Verlagsjuristen rätseln allerdings, ob die neue Regelung überhaupt grössere Wirkung in der Praxis entfalten kann. Denn der Ermessensspielraum der Kartellwächter bei der Bewertung solcher Kooperationen ist gross, und sie haben in der Vergangenheit die Prüfung eher restriktiv ausgelegt. Entsprechend vorsichtig sind die Kommentare bei den Betroffenen - der Bundesverband Deutscher Zeitungsverleger (BDZV) spricht von einem Schritt in die richtige Richtung. Die Zeitschriftenverleger dagegen fühlen sich übergangen, weil die Erleichterungen für sie nicht gelten sollen. Sie sehen darin eine «Spaltung in eine Presse 1. und 2. Klasse», wie es in einer Stellungnahme des Verbandes Deutscher Zeitschriftenverleger (VDZ) heisst.

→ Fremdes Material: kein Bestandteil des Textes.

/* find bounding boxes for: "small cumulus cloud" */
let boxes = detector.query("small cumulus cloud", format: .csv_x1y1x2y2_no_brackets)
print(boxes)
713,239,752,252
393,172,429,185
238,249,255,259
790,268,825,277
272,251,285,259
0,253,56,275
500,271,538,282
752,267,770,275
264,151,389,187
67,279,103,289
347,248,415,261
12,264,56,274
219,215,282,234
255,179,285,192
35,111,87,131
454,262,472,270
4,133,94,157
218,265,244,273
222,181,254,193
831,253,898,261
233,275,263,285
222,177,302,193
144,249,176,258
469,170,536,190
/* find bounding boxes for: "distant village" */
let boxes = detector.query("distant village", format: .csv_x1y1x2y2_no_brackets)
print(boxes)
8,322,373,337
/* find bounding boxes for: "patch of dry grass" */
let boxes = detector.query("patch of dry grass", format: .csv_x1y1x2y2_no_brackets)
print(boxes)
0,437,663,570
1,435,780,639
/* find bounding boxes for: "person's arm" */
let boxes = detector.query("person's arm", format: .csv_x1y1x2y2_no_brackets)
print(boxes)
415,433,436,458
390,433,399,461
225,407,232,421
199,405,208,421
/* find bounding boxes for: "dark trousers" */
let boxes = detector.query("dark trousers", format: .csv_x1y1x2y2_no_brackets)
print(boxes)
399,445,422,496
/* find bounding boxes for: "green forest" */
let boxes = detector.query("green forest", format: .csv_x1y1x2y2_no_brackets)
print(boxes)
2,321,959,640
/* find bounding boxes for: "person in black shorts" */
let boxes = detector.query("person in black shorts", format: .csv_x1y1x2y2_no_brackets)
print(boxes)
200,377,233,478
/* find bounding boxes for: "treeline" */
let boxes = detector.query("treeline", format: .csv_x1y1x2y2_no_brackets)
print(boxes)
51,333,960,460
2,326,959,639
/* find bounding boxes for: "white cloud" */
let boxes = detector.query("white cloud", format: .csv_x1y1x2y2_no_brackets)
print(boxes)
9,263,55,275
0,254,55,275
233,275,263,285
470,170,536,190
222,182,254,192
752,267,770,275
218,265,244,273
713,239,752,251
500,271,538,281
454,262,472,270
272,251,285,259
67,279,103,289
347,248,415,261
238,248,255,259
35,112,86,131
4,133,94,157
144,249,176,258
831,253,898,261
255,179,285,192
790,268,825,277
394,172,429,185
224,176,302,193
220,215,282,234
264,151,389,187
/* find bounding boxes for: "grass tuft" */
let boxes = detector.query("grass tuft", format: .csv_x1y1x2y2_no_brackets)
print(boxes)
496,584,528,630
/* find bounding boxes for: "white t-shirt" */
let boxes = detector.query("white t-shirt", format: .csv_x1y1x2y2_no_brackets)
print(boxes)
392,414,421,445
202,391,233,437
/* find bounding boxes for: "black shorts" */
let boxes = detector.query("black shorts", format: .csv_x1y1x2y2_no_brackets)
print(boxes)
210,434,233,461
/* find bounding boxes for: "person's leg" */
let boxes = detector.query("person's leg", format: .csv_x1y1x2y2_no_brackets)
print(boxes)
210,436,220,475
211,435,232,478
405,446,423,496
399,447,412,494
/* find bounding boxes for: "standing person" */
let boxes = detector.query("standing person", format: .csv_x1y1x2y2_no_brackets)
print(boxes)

Weniger strittig sind dagegen die neuen Umsatzgrenzen, die bei Pressefusionen künftig berücksichtigt werden sollen. So wird neu die Bagatellregelung eingeführt, wodurch Verlage bis zu einem Jahresumsatz von 2 Millionen Euro grundsätzlich ohne Kartellverfahren übernommen werden können. Von 25 auf 50 Millionen Euro erhöht werden soll die so genannte Aufgreifschwelle. Nur wenn der Jahresumsatz der fusionierten Verlage über diesem Betrag liegt, prüft das Bundeskartellamt.